Cath Lab Digest

In this issue of VDM, Shammas has presented several algorithms regarding treatment of the spectrum of acute and chronic lower extremity ischemia with the emphasis refreshingly placed primarily on thrombus, platelets and “clot” management. I have referred to this as “endopharmacotherapy” in treating critical limb ischemia (CLI), and consider this tool just as important in achieving limb salvage as any of the recent novel device technologies we are now adding to our CLI “toolbox”.¹ Endopharmacotherapy may even be more important when considering that ultimate limb loss often starts or ends up as minor distal tissue loss due to distal “infrapedal” digital vascular thrombosis and microvascular platelet aggregation that is essentially untreatable with any of our current device platforms. Furthermore, the realization that certainly microembolization and possibly macroembolization of athero or thromboembolic debris occur with every vascular intervention (including guidewire manipulation), should mandate interventionalists to consider novel pharmaceutical anticoagulation and antithrombus strategies in treating infrainguinal arterial occlusive disease, at least until “capillary-sized” distal protection devices (DPD) become available, which I do not foresee anytime soon.

The author nicely describes the acute, subacute, and chronic presentations of ischemia and algorithms for treatment. Considerable experience and expertise is generally required to optimize outcomes in these challenging patients with true CLI. Unfortunately, consensus definitions are still lacking today regarding the classification of lower-extremity ischemia, resulting in confusion and inconsistencies in treatments and the reporting of outcomes. Regardless, each algorithm appears to be well described and considered. The algorithm for acute limb ischemia (ALI) was built upon the platform of mechanical thrombectomy, utilizing the AngioJet system (Possis Medical Inc., Minneapolis, Minnesota) with or without the “Power-Pulse Spray” Technique, and is also our preferred method of treating ALI. There are a wealth of data supporting the safety and efficacy of utilizing the AngioJet in this setting, and advocating the concept of improved outcomes resulting from rapid removal of thrombus and return of flow in ischemic tissues.^2,3 This is why we are proponents of treating the acutely ischemic leg like the acutely ischemic heart, hence the concept “treat ALI like ACS.”
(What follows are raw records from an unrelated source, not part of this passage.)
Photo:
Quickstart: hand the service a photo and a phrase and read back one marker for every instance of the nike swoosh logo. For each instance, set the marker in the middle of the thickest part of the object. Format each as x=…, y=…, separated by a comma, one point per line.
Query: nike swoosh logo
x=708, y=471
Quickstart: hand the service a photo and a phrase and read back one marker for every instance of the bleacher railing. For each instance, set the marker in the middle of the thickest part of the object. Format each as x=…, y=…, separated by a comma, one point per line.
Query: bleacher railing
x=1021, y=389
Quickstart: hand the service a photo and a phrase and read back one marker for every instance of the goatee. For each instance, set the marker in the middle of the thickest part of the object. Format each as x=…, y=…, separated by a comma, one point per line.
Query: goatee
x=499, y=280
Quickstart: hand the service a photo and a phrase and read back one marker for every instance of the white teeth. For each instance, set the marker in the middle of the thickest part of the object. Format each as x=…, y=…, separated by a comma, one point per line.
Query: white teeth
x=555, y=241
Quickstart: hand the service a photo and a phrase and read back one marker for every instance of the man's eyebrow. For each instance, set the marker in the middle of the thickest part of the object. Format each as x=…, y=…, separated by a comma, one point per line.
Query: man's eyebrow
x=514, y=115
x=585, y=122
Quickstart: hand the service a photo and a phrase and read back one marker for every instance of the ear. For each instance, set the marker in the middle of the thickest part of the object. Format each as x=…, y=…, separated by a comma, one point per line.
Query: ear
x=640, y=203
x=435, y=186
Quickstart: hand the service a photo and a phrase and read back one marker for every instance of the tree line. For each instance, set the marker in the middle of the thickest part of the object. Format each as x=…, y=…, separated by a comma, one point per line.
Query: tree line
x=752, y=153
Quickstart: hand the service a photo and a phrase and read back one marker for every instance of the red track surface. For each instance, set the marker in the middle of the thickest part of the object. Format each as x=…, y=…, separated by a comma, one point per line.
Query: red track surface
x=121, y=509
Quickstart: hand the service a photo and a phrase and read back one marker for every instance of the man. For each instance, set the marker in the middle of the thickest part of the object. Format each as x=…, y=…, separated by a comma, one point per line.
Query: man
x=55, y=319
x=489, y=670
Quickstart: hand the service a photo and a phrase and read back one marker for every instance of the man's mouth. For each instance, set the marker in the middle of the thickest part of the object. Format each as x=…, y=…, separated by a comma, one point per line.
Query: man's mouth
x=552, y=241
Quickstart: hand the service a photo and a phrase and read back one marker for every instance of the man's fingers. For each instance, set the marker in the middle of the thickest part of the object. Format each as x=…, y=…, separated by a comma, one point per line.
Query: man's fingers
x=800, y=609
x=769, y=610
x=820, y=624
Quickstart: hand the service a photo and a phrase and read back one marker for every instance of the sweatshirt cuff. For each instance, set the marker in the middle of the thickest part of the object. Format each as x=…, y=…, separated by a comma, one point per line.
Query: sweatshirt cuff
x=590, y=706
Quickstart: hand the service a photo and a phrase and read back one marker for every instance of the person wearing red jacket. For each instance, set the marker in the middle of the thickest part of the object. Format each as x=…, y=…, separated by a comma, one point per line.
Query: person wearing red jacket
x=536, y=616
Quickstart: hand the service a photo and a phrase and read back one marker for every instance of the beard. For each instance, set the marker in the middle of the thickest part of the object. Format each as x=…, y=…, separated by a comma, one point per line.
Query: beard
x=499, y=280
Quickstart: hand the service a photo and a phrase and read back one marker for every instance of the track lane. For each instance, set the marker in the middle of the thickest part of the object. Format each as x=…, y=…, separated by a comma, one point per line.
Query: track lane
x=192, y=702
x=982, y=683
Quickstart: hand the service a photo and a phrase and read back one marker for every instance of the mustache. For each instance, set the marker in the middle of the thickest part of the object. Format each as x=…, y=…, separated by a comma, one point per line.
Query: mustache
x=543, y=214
The authors have appropriately identified the need for an optimal anticoagulation foundation utilizing bivalirudin (Angiomax, The Medicines Company, Parsippany, New Jersey) in each algorithm and identified the significant limitations of unfractionated heparin (UFH), which are magnified in the hyperthrombotic peripheral vascular disease (PVD) patient. I am in general agreement with algorithm 3A and 3B as the authors attempt to differentiate treatment in “subacute vs. chronic” CLI patients, where most of the inconsistencies and confusion exist around clinical care. Our endopharmacotherapy strategy, however, in each of those subsets or patients would include optimal periprocedural platelet inhibition with GP IIb/IIIa inhibitors regardless of clopidogrel. Every case is accompanied with some degree of distal microembolization, and therefore needs maximal perioperative protection from platelet microaggregation. It is our policy to have these patients on clopidogrel 75 mg a day for a one-week preprocedure, or immediately with a preprocedural load of 375 mg. Several recent reports support the safety and feasibility of this strategy in treating CLI like ACS even though randomized data are lacking.^1,4,5 It must be mentioned that the recent report of the results of the Bilateral Lower Arterial Stenting Employing Reopro (BLASTER) trial, showing no difference in outcomes with abciximab (ReoPro, Eli Lilly and Company, Indianapolis, Indiana) in treating infrainguinal disease, was designed primarily for SFA endpoints treated with nitinol stents and not primarily for true CLI patients suffering primarily from severe infrapopliteal disease.⁶ These ACS patients undergoing percutaneous coronary intervention (PCI) that are known to benefit from GP IIb/IIIa inhibition include those patient with diabetes, small vessels, visible thrombus and complex lesions.¹ This describes almost exactly the CLI patient population, hence a solid reason to apply this PCI strategy to the infrapopliteal vessels.